He told me all about it when he came back. I had been at the window, and had seen Hugh John and Elizabeth Fortinbras ride off together. For any one who saw them there was but one thing to think. They looked so handsome that any other explanation seemed inadmissible. Only we at home knew different.
"Sis," he said, when at last we got out to the gun-room, which father uses occasionally for smoking in, "there never was a girl like Elizabeth Fortinbras!"
At this I whistled softly—a habit for which I am always being checked, and as often forgetting.

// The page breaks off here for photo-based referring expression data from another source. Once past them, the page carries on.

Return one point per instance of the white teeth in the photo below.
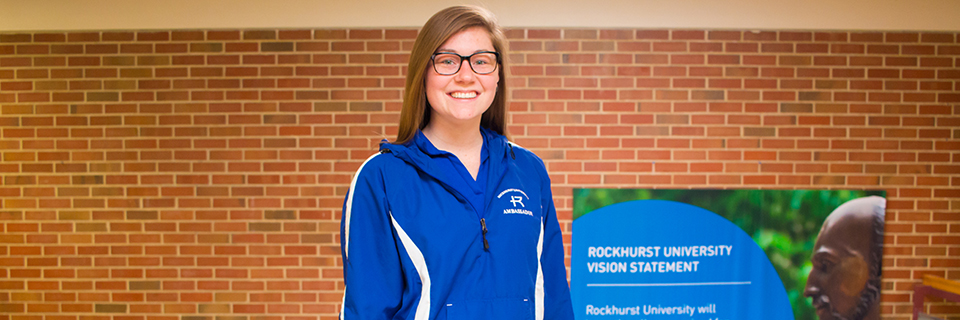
(464, 95)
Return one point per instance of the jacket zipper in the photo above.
(483, 228)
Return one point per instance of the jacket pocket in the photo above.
(507, 309)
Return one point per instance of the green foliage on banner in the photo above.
(784, 223)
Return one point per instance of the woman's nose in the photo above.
(465, 73)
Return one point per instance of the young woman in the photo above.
(451, 221)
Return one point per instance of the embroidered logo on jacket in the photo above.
(516, 198)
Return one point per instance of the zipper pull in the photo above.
(483, 227)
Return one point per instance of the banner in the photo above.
(726, 254)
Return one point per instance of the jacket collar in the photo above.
(498, 150)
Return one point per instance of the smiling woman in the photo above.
(450, 220)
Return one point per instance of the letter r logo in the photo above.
(515, 200)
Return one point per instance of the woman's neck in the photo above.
(454, 139)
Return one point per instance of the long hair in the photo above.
(415, 113)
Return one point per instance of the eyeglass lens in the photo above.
(480, 62)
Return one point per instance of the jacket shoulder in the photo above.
(527, 159)
(376, 163)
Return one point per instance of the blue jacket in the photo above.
(413, 247)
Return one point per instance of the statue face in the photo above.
(841, 266)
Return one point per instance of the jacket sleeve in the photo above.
(557, 304)
(371, 264)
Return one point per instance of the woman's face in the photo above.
(461, 98)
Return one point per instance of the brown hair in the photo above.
(415, 113)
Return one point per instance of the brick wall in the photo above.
(198, 175)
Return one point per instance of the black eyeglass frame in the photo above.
(433, 60)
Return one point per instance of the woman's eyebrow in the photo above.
(454, 51)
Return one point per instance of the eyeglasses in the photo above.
(448, 63)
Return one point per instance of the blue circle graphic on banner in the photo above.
(655, 259)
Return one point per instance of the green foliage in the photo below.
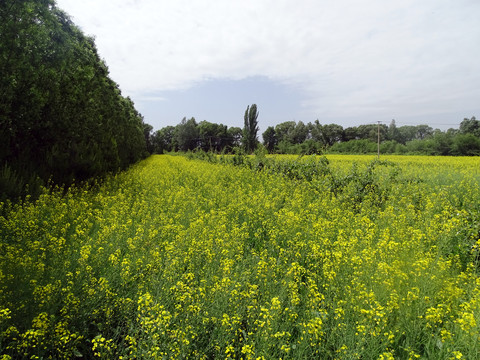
(61, 116)
(183, 259)
(250, 128)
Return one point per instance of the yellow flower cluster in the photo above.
(182, 259)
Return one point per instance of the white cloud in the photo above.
(350, 57)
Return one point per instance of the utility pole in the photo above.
(378, 139)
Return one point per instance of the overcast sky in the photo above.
(347, 62)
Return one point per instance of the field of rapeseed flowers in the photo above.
(183, 259)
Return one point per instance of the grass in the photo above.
(181, 258)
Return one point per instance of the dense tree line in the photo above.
(61, 116)
(292, 137)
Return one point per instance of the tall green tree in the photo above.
(270, 139)
(61, 116)
(250, 129)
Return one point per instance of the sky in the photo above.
(346, 62)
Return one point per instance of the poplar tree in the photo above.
(250, 129)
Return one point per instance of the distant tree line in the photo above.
(61, 116)
(293, 137)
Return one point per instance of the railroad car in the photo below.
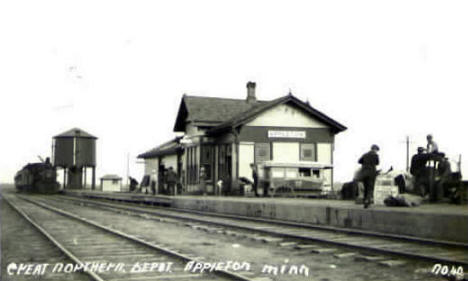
(37, 178)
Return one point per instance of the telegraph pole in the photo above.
(407, 153)
(128, 168)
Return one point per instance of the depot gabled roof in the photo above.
(210, 111)
(249, 115)
(219, 114)
(167, 148)
(75, 132)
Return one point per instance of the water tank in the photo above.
(74, 148)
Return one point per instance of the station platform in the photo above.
(446, 222)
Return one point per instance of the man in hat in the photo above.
(255, 178)
(419, 171)
(432, 146)
(171, 179)
(369, 162)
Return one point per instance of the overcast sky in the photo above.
(118, 69)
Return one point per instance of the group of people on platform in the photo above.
(430, 169)
(167, 184)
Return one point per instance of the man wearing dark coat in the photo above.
(369, 162)
(419, 171)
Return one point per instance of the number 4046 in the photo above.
(445, 270)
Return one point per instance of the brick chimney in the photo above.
(251, 92)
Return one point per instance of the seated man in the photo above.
(444, 174)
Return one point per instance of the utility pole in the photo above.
(128, 168)
(407, 153)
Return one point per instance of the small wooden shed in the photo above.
(111, 183)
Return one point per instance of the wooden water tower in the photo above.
(74, 151)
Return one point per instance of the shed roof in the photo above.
(167, 148)
(75, 132)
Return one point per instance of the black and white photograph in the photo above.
(233, 140)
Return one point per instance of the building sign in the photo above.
(287, 134)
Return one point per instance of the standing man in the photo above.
(203, 180)
(432, 146)
(369, 162)
(419, 171)
(255, 178)
(171, 181)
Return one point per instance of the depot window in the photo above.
(262, 152)
(308, 152)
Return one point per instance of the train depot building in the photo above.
(224, 136)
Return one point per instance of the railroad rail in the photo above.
(92, 241)
(409, 247)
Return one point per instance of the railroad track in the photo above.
(450, 253)
(104, 253)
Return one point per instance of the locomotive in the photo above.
(38, 177)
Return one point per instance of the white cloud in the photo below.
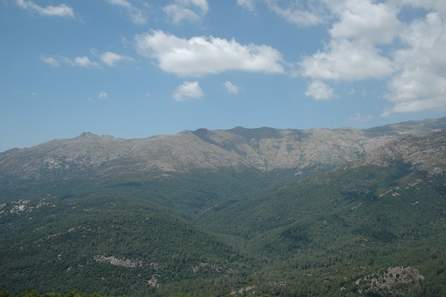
(207, 55)
(247, 4)
(347, 61)
(111, 58)
(319, 91)
(421, 81)
(136, 13)
(415, 64)
(83, 62)
(231, 88)
(60, 10)
(50, 61)
(366, 21)
(187, 91)
(186, 10)
(301, 16)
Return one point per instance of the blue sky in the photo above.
(134, 68)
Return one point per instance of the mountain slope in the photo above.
(241, 211)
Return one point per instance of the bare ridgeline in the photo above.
(255, 212)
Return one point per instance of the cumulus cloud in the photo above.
(347, 61)
(50, 61)
(231, 88)
(207, 55)
(421, 81)
(188, 90)
(366, 21)
(111, 58)
(59, 10)
(319, 91)
(186, 10)
(362, 46)
(137, 13)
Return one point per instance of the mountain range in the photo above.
(259, 212)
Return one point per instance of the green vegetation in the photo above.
(213, 233)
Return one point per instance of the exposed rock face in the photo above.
(422, 144)
(395, 281)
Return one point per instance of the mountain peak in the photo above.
(87, 135)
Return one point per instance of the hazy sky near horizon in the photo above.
(134, 68)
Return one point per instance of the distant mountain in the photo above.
(239, 212)
(263, 149)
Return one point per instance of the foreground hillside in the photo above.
(258, 212)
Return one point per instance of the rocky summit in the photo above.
(239, 212)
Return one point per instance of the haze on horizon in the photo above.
(135, 68)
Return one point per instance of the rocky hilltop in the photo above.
(419, 143)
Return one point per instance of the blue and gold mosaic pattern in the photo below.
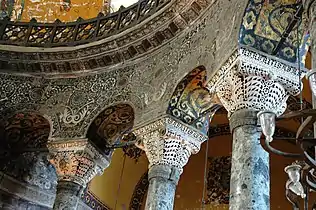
(264, 23)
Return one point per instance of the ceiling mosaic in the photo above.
(274, 27)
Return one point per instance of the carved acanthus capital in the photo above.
(168, 141)
(251, 93)
(76, 160)
(253, 63)
(258, 82)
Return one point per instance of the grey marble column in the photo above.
(67, 195)
(163, 180)
(250, 179)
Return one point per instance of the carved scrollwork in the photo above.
(169, 142)
(76, 161)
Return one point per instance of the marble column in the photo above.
(163, 180)
(168, 144)
(250, 178)
(76, 163)
(256, 83)
(67, 195)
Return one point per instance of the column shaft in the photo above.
(67, 195)
(163, 181)
(250, 180)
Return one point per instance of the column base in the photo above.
(163, 180)
(67, 195)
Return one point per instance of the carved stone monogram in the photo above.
(258, 82)
(76, 161)
(169, 142)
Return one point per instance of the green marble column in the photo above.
(250, 178)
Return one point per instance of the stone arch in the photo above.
(191, 100)
(110, 125)
(23, 159)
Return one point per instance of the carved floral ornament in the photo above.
(77, 160)
(255, 81)
(168, 141)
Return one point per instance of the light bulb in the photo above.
(294, 184)
(267, 122)
(311, 75)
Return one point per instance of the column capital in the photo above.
(258, 82)
(76, 160)
(242, 118)
(168, 141)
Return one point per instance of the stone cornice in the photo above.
(167, 126)
(259, 64)
(77, 160)
(138, 41)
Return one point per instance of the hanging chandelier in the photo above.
(302, 174)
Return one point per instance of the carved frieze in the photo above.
(76, 160)
(168, 141)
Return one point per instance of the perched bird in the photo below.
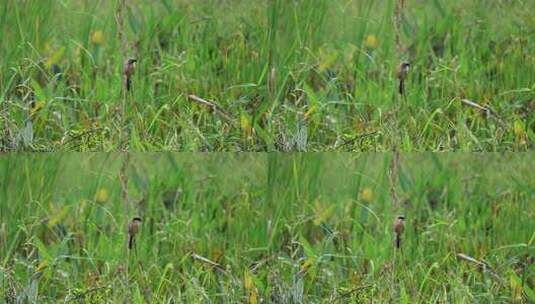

"And what about Cissy Carter?" I asked.
He looked at me once with a kind of "If-you-have-any-shame-in-thee, girl, prepare-to-shed-it-now" manner, before which I quailed. Then he told me how Elizabeth had ridden out to tell him of the treachery of Meg Linwood. Together they had made out an urgency telegram, had found the post-master, and had dispatched it to Paris that very night.
It said: "Half silver token lost. If sent you by mischievous persons, please return immediately to its owner, Hugh John Picton Smith."
"And that, I think, covers the case—she will understand!" said Elizabeth Fortinbras.
But low in her own heart, as she rode up the long steep street to New Erin Villa, she added the rider, "That is, if she is not a goose!"